Quien nos iba a decir que algo tan prosaico como el parabrisas del coche se convertiría en el espejo de nuestra melancolía. Un día coges el coche para ir a Benidorm, a practicar idiomas un rato. Pasas por el lado de la Albufera, los arrozales de la Ribera Baixa, la Marjal de Pego-Oliva, la sierra de Bèrnia, atraviesas todos esos santuarios de ubérrima naturaleza, vas y vuelves, y al llegar a casa, picaduras de mosquito muchas, pero ya no ves en el cristal aquel engrudo de bichos aplastados que, no hace mucho, apenas te dejaba ver la carretera. Te percatas de que te has desplazado por una atmósfera sospechosamente inerte, muerta, desolada. Los insectos prácticamente han desaparecido de nuestro entorno y esa es la prueba incuestionable del desastre, el parabrisas contra el que se estrellan los abejorros negacionistas. Ni abejas espachurradas en los cristales ni gusanos en las manzanas ni luciérnagas en la noche ni moscas con las que entretenerte matando con la paleta en las pegajosas tardes de verano. Y a causa de todo eso no solo sufre la inspiración de los poetas y la eficacia de los maestros primorosos, que ya no pueden instar a los niños a maravillarse con mariposas y libélulas. Dicen los periódicos que también la cosecha mundial de frutas y verduras se desploma a la carrera por falta de polinizadores. Aunque, al parecer, ya hay quien ha encontrado remedio. Gracias a una aplicación —un marketplace digital— los agricultores pueden solicitar a los apicultores los servicios de polinización de sus abejas. La operación se formaliza online, y los intermediarios solo cobran un modesto 30% de lo que cuesta llevar las colmenas de un campo a otro. La economía colaborativa hace maravillas. Problema resuelto. Ya podemos seguir tranquilamente con lo que estábamos haciendo.

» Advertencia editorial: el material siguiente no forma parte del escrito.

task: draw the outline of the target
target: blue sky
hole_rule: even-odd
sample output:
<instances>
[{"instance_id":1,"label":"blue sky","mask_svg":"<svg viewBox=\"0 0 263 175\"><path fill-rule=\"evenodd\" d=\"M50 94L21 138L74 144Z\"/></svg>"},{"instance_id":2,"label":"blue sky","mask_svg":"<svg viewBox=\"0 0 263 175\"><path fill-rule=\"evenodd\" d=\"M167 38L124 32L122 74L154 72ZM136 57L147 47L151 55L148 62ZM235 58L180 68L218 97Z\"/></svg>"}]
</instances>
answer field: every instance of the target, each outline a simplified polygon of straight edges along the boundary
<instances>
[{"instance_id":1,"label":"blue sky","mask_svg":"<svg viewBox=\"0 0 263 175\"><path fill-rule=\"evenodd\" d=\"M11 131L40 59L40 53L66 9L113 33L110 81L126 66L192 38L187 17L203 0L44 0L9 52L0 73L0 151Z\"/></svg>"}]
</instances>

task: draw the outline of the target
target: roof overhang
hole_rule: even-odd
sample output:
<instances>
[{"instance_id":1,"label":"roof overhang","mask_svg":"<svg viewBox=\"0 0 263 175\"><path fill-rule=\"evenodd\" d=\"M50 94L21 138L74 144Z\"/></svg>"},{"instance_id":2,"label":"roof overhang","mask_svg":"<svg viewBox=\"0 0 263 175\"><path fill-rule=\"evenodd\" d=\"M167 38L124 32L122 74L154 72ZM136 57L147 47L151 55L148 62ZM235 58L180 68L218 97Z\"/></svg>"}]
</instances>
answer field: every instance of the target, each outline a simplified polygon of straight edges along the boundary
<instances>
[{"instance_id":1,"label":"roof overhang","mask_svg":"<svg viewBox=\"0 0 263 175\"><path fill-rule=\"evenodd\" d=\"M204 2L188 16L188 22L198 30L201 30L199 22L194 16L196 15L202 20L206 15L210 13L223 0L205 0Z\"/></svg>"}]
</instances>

Porque de eso se trata. De seguir como si nada sin preocuparnos de las consecuencias. ¿Que la calidad del esperma baja por culpa de la contaminación, el estrés y otras menudencias? No pasa nada. Para eso están las clínicas de fertilización. Previo pago de una pequeña fortuna, pueden ustedes tener unos preciosos trillizos en cuanto le encontremos al macho de la pareja el último espermatozoide que le queda y se lo escurramos. Y si no lo conseguimos o no hay macho ni se le espera, aquí tienen ustedes fluido seminal en conserva de calidad garantizada. ¿Que está usted que se sale de comer tanta bollería industrial? Que no cunda el pánico. Estar de buen año no solo está de moda, sino que es motivo de orgullo. Fijémonos en la publicidad. La publicidad es la mejor amiga de la diversidad. En general, si prestamos atención a los anuncios, veremos que esto de las identidades es para ellos, para los mercaderes, una suculenta fuente de negocio, ya sea por razón de género, de etnia o de perímetro abdominal. Tienen árnica para todo el mundo. También para todas las dolencias. Cada una es una fuente de dividendos, desde la cuna a la tumba, ya se trate de un bebé incontinente, de alguien que sufre de dispepsia, de alguien que esté mellado, tenga almorranas, vaginitis atrófica o vuelva a mearse encima de puro viejo. Para todo hay paliativos a buen precio, aunque no cura ni remedio. Y todo bien a la vista, bien explícito, adecuadamente «normalizado», sin complejos. También se anuncian productos para luchar contra la obesidad, lo que puede parecer paradójico, pero no hay que hacer mucho caso, porque en realidad son para perpetuarla, para que siga siendo una oportunidad de negocio fabulosa. No son para que comamos de manera saludable, sino para que nos podamos seguir embuchando sin tasa. Para eso están las fórmulas light, los productos que van libres de grasa, de azúcar, de aceite de palma, de esto o de lo de más allá, excepto de lo que callan las etiquetas, eso se regula en los despachos.